By this point, small business website design probably seems pretty easy. Just buy your domain name, pick a template from a hosting provider and voila! You’re in (online) business!
It’s actually a little more complicated than that.
When you create a business website, you’re really just getting started on a new channel that could become a critical element to your long-term growth. It requires a strategy that uses what you already know about your customers and prospects, along with a willingness to learn and adapt your business website as you go along to attract, retain and convert visitors into real purchases. The approaches outlined below can help your small business achieve success online.
One of the best things about websites is that you can design them almost any way you want. The downside of that is when consumers visit your site and there’s not necessarily an intuitive way to look around and find what they need. Imagine if you were greeting a new customer or prospect at your office you’d walk them through your products, services, the things that differentiate you or any other special information. Now say it out loud, film it and use it as s sort of tutorial about your site and your business. Then take it a step further and use the same video as marketing collateral for your sales team to introduce themselves to leads.
In some businesses, there are a mix of product and services that can be used by all customers, and some that are designed for customers of a certain size, or who operate in a particular vertical market. Think about how a retailer operates, where concepts around merchandising and assortment have been in place for years. It basically means that shelves in a store are stocked according to the most common interests or concerns that bring people in, whether it’s clothes, kitchenware or home renovation products. The same idea can apply online, even in a B2B environment: Organize your landing pages with tabs, drop-down menus or buttons that make it easy for visitors to quickly discover the items that are most relevant to them.
There is comfort in consistency. Many customers will want to see some things remain the same on your site so that they can easily navigate it. If everything is static, though, there’s not a lot of incentive to keep coming back. While many SMBs might maintain a compelling blog, it might get buried in the bottom or “footer” of the site and easily overlooked. Instead, think about using simple headlines and links to bring up near the top of your home page, perhaps with your three most recent articles. This gives your site a sense of timeliness and a chance for regular site visitors to learn something new about your company.

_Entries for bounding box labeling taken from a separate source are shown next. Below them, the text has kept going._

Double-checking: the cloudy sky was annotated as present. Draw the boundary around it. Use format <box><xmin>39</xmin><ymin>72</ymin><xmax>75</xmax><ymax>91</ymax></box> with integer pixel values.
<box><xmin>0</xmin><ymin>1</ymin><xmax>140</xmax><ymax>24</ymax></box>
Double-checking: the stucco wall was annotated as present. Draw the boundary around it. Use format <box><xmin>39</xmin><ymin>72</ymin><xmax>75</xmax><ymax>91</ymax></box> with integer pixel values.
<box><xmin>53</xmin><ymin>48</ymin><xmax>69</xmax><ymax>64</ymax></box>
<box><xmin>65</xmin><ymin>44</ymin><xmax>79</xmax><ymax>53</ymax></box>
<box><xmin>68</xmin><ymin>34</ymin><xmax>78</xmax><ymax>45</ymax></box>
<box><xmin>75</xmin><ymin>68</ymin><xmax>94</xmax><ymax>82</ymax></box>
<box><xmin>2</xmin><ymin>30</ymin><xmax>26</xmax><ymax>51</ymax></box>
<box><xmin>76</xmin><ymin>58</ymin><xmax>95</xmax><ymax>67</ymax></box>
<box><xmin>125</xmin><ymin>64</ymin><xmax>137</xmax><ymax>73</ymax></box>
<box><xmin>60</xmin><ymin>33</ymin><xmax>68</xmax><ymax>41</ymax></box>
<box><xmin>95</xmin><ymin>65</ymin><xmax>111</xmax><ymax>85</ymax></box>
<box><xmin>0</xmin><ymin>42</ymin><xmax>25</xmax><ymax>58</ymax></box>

“Get updates!” is often the only words in a little box on many business websites that sits somewhere near the top of the page. This is a wasted marketing opportunity. Make it clear why it’s worth being part of your database. Will you give exclusive invitations to try new products and services? Will they receive discounts or other incentives towards their next purchase? Will you send them a newsletter that looks at specific issues of interest to the market and its community? The frequency, content and particularly the value of the subscription should be spelled out so that visitors are motivated to sign up.
Whether you’re looking at visits, unique visits, referral traffic or some other metric, part of using a website effectively is analyzing customer behaviour patterns and optimizing accordingly. If you see a disproportionate volume of visits to your “About Us” page, for instance, maybe there’s important details about your location, hours or history that needs to be brought closer to the home page.
Face it: The desktop version of your site needs to look great, but more than likely you’ll see more traffic come your way through visitors using their mobile devices. This factors into design because they may not be as willing to poke at buttons or drop-downs on a smartphone. Instead, they’ll scroll, so make sure that after they pass the first area that fills their smartphone screen, they arrive at something that will compel them to take action. This could be where you list special offers, case studies and testimonials or downloadable assets like white papers and ebooks that make them want to learn more about your products and services.
Step back every Friday, every month or even just once a quarter to consider how your site is contributing to the health of your company. This could mean actual online sales, or merely awareness about your brand. What kind of “test and learn” ideas can you try in the next seven days, month or quarter to build on what you’ve done so far? Explore whether you’re taking full advantage of the technology at your disposal to not only boost site traffic but business performance.
SMBs should keep dreaming big, but the steps to make those dreams come true may not be as big as you imagine. Ultimately, it’s the small yet strategic steps that make the biggest difference.